_
_
_
_

Franco Berardi: “A pandemia reativou o futuro. Há condições para reformatar a mente social”

Filósofo italiano, autor do recém-lançado no Brasil ‘Asfixia’, reflete sobre a vida após o coronavírus

O filósofo Franco Berardi.
O filósofo Franco Berardi.Editora UBU
LUISA DUARTE VICTOR GORGULHO
São Paulo -
Mais informações
Un oficial de policía vigila ante un cartel el pasado 23 de enero en Pekín.
O coronavírus de hoje e o mundo de amanhã, segundo o filósofo Byung-Chul Han
Carolin Emcke, Alemann writer, Torino, Italy, 7th September 2017. (Photo by Leonardo Cendamo/Getty Images)
Carolin Emcke: “A pandemia é uma tentação autoritária que convida à repressão”
Jürgen Habermas reads in the living room of his home in Starnberg, near Munich.
Assim argumenta Habermas, 90

Desde o início da pandemia do novo coronavírus, inúmeras vozes da filosofia têm compartilhado, em textos e diários virtuais, seus diagnósticos acerca das mudanças impostas pela covid-19 em todos os âmbitos da vida social. Entre elas, uma de destaque certamente é a do italiano Franco “Bifo” Berardi, 70 anos. Veterano de Maio de 1968 e importante figura do movimento operário italiano da década de 1970, o italiano é o autor de títulos como Depois do futuro e Asfixia, ambos publicados no Brasil pela editora Ubu.
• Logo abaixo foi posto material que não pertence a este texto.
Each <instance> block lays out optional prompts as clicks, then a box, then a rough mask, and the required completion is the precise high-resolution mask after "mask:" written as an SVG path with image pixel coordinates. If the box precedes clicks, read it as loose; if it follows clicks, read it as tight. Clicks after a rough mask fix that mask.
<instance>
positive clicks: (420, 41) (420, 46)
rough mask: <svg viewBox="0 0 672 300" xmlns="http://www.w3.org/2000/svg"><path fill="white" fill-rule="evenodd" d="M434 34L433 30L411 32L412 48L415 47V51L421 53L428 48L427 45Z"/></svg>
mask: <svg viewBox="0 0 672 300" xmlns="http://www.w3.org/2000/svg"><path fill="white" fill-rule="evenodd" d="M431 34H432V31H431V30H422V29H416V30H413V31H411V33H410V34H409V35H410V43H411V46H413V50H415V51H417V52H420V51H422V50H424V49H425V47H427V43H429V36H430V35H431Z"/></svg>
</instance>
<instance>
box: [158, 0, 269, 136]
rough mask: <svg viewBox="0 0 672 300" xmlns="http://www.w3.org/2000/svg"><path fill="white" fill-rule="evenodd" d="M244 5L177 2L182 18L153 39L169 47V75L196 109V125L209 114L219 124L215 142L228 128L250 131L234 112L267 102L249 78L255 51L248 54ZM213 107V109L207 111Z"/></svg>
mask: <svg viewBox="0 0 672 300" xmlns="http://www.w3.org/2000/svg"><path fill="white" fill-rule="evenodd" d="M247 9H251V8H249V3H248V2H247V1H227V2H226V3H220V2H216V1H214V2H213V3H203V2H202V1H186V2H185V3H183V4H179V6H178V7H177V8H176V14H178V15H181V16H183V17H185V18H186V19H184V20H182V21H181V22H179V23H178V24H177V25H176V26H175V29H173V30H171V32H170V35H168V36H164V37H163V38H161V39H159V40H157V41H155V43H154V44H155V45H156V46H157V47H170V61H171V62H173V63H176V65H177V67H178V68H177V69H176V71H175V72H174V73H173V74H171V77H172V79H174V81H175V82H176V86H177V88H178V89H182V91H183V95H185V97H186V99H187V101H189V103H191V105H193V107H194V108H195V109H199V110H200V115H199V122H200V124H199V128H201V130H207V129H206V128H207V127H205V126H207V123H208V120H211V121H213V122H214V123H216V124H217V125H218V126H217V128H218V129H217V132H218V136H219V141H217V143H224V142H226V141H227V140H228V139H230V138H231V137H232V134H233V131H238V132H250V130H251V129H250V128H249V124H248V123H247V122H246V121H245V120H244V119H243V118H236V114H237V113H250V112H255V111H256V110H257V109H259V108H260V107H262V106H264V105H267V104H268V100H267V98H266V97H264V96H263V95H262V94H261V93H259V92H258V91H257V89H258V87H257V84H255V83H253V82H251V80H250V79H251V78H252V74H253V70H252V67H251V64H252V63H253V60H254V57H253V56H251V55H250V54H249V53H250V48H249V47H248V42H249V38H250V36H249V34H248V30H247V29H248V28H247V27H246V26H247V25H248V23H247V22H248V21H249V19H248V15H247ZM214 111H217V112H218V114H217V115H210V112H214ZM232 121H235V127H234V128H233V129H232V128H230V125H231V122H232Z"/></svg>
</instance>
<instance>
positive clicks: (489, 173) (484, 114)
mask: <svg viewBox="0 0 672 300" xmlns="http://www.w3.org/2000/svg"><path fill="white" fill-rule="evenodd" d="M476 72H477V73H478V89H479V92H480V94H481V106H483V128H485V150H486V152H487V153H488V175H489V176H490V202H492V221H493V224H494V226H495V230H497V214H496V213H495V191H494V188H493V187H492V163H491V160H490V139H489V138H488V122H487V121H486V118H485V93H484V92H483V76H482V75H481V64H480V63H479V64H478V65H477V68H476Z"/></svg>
Questões exploradas há décadas na pesquisa do filósofo —as mudanças de paradigma em nossa capacidade de imaginar o futuro, a automação da linguagem frente a hiperconectividade e a virtualização das relações e do corpo— parecem, agora, mais urgentes do que nunca. Em Asfixia, estão dois de seus ensaios recentes mais importantes, Inssurreição (2011) e Respiração (2018). O segundo toma como mote para reflexão a frase “não consigo respirar” (“I can’t breathe”), repetida oito vezes pelo norte-americano Eric Garner antes de morrer, em 2014, vítima de violência policial em Nova York. Em uma brutal repetição do episódio, há poucos dias, George Floyd, outro cidadão negro norte-americano, foi morto por asfixia após abordagem policial no Estado de Minnesota. Suas últimas palavras foram precisamente as mesmas de Garner, o que despertou levantes e protestos em diversas regiões dos Estados Unidos e no mundo.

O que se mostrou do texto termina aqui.